Developer: VooFoo Studios Publisher: VooFoo Studios
Release Date: 11.23.17
Mantis Burn Racing from Voofoo Studios is the latest racing game out for the Nintendo Switch. Boasting some of the most realistic and responsive steering, your cars handle like a dream, although the game does feel like you’re trying to accelerate an RC car with a low battery. At first, anyways.
Mantis Burn Racing takes a lot of inspiration from the classic 2D, overhead racing games of yesteryear. Tracks are comprised of various twists and turns, and success in the race will be dependent on your ability to recognize those moments when to best brake, accelerate, and use your boost. To use your boosts, you’ll need enough experience. To get experience, you must earn it.

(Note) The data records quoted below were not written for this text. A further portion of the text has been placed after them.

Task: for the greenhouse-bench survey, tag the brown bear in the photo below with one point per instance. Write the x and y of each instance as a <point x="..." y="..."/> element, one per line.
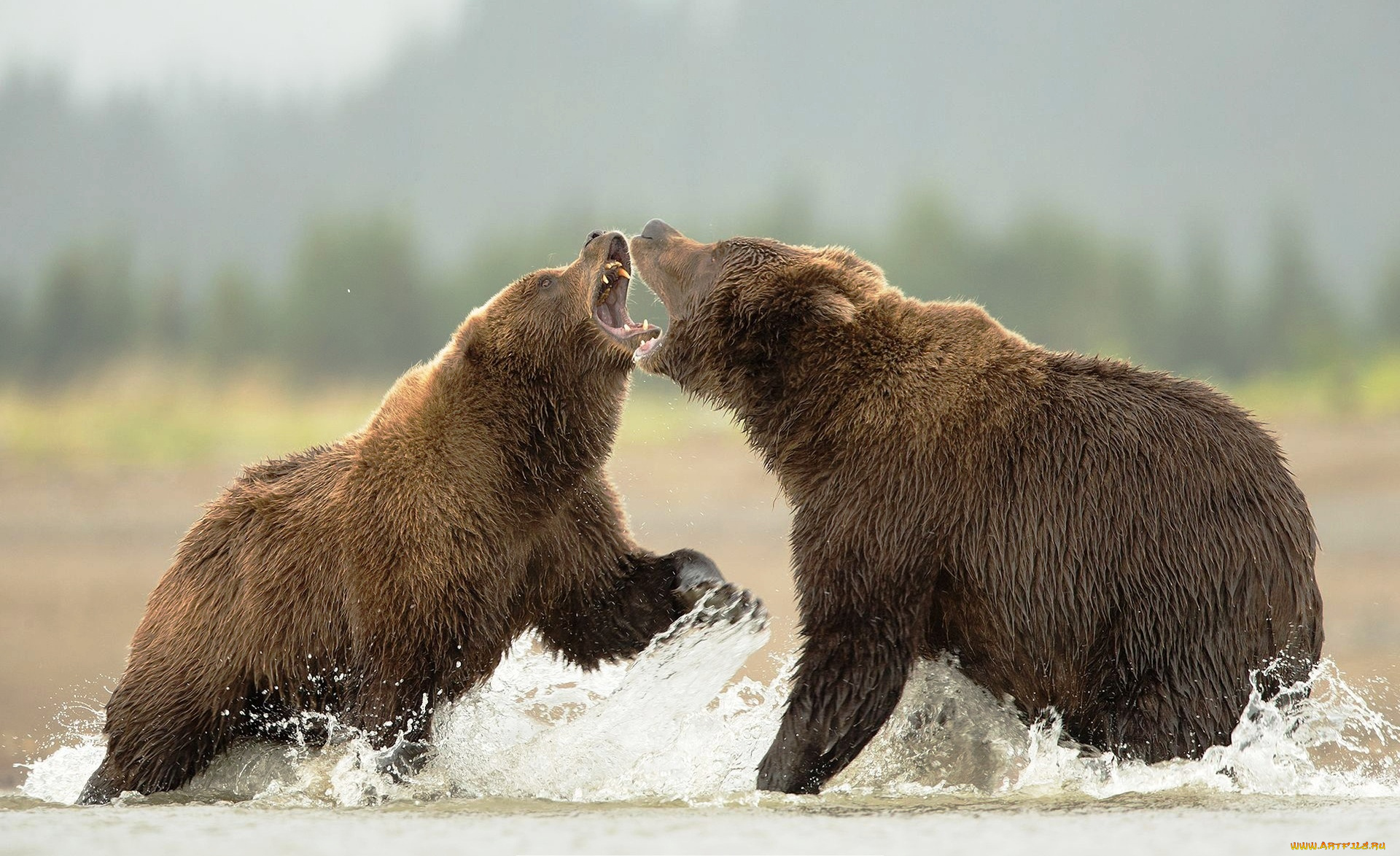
<point x="386" y="573"/>
<point x="1119" y="545"/>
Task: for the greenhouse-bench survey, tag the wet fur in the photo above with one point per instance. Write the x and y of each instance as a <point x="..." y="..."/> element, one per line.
<point x="1119" y="545"/>
<point x="386" y="573"/>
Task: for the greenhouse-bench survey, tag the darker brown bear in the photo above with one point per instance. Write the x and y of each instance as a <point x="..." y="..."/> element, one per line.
<point x="1119" y="545"/>
<point x="386" y="573"/>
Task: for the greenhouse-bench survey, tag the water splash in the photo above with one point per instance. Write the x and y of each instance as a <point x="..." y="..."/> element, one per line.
<point x="675" y="726"/>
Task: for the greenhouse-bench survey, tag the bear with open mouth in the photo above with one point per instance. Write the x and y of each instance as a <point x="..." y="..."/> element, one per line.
<point x="384" y="575"/>
<point x="1118" y="545"/>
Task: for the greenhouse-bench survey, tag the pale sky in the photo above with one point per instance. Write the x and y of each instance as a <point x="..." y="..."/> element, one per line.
<point x="273" y="48"/>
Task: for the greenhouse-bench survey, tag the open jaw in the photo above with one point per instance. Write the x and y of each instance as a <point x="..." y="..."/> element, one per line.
<point x="611" y="303"/>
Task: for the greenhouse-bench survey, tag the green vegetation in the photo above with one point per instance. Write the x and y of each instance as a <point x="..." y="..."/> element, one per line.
<point x="105" y="362"/>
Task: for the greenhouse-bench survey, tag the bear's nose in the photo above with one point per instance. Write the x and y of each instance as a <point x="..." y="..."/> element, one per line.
<point x="657" y="229"/>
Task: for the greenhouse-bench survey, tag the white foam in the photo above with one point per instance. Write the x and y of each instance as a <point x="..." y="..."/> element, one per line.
<point x="675" y="726"/>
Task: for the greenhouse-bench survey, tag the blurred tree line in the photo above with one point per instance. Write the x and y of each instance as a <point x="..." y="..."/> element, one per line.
<point x="359" y="302"/>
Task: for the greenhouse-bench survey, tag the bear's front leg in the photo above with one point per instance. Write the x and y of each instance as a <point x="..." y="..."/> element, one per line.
<point x="849" y="680"/>
<point x="629" y="604"/>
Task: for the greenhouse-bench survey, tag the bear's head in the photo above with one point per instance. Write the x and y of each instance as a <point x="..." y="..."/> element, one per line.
<point x="744" y="311"/>
<point x="556" y="317"/>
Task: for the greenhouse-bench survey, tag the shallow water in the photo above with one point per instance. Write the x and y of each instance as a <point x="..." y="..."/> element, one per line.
<point x="660" y="755"/>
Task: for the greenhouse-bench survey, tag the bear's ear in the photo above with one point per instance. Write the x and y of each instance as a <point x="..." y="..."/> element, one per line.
<point x="805" y="293"/>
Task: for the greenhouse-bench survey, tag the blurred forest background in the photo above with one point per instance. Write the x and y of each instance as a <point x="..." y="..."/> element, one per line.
<point x="210" y="262"/>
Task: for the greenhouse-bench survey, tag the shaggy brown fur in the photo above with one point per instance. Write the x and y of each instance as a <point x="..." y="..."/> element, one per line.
<point x="1120" y="545"/>
<point x="386" y="573"/>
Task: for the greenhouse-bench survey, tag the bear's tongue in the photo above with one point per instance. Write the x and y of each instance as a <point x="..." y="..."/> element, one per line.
<point x="611" y="308"/>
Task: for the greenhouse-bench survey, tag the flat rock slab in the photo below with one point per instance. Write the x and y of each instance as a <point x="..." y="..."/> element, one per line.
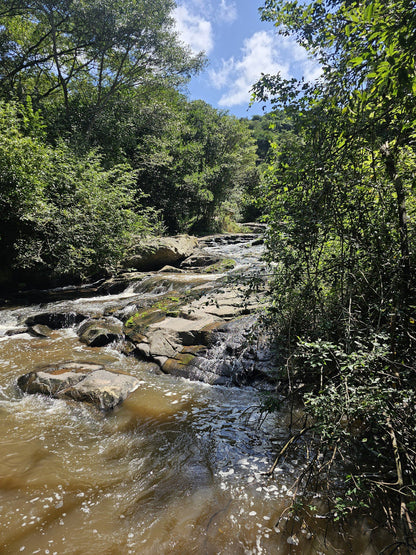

This is one of the more interesting aspects of Mantis Burn Racing. Where most games simply give you a boost gauge that can be utilized at a button press, it is usually available from the beginning of the race, and is generally just on a timer or limited in a realistic fashion (how many bottle of NO2 are hooked up to your customized car?). Mantis Burn Racing makes you work for the boost, and it does this by rewarding experience for having a nice drift, getting good air off of a hill, and for passing the other cars- you’re rewarded more for overtaking them through curves.
On top of being a standard racing game that boasts local and online multiplayer (with cross-play!), during the career mode you are given the ability to unlock new vehicles, and you can upgrade your current vehicle in the meantime. This includes suspension, engine, gearbox, tires, and boost.
Suspension deals with handling
Engine deals with overall power (which makes your car faster and a little harder to handle, so it’s a good idea to also upgrade your suspension and tires to mitigate this)
Gearbox deals with acceleration and recovery from turns.
Tires deal with traction.
Boost increases the length that you can boost for, and a reduction in the amount of experience necessary to reactivate.
You are given the choice between a couple of colors for both your car and boost vapor, but it isn’t on the same level of customization that a Need for Speed game might offer. The colors for both the cars and boost looks cool in the garage, but it’s rather flat during actual gameplay.
I really only have two main gripes with the game, and they’re nothing that really affects how well made the game is. When I first started to play the game, as I mentioned above, I felt like my car was just crawling around the track, even with accelerator maxed out on a straightaway (with boost!). After I started unlocking upgrades, however, the car seemed to be more responsive and a little quicker, even when I wasn’t upgrading the engine or gearbox. So, it stopped being an issue, and started becoming a testament to the cleverness of design in the game. You start off with a less than mediocre car, and every time you upgrade it, the experience becomes incrementally more enjoyable. Honestly, it’s a very realistic way to communicate minor upgrades added to a racing vehicle over time. If you only have the ability to make one improvement at a time, it’s much harder to notice the minor improvements overall, but you can feel them just enough to know that it was worth it.
This slow starting point also paces out the difficulty of the game in such a way that you will probably be unsuccessful in your first couple of races. It forces you to replay the races over and over so that by the time you do earn your upgrades, you’re better equipped to manage your now faster vehicle as a result of mastering it at a lower speed with poor suspension. So, something that initially hit me as a flaw in the game turned out to be a rewarding experience when I continued to play.
My other issue, never really resolved itself. So, I’ll start this off with the positive side of things. The tracks are very well designed, and they feel like a lot of thought was put into how you would have to approach the track and interact with the AI cars when you needed to. However, the design choice to make most of them look so bland and similar had me at most times feeling like I was doing the same race over and over again. There would always be some interesting part of the track with turns stringed together in a unique way, or a momentary trip over different colored terrain or through a tunnel…but there just wasn’t enough variance of how the courses looked from one to the next that I wasn’t questioning whether I had actually chosen the next race, or was simply replaying the previous one.
Last, and certainly not least, is how well the developers integrated HD rumble into Mantis Burn Racing. When the Switch was first revealed, and all of it’s details were showcased., this was the rumored feature that I was most excited about (well, besides the hybrid nature of the console itself). It also seems to get the least amount of attention, other than negative attention when a game’s devs overdo it a little bit.
Anyways, Voofoo has done quite well figuring out how best to utilize the HD Rumble feature in Mantis Burn Racing. When you drift, you get a slight vibration on the side that most of the traction is on, and it moves in a wave from right to left as you go through the turner. If a car bumps into you, the controller gives an intense rumble on that side and position (it will rumble not only on the left side, but also be in the bottom(back) or top (front). Landing from a jump will result in an intense rumble on the appropriate side and front/back position as well. This makes for a very enjoyable experience, and highlights why the Nintendo Switch is often the best place to experience these multi-platform releases that integrate the feature so well.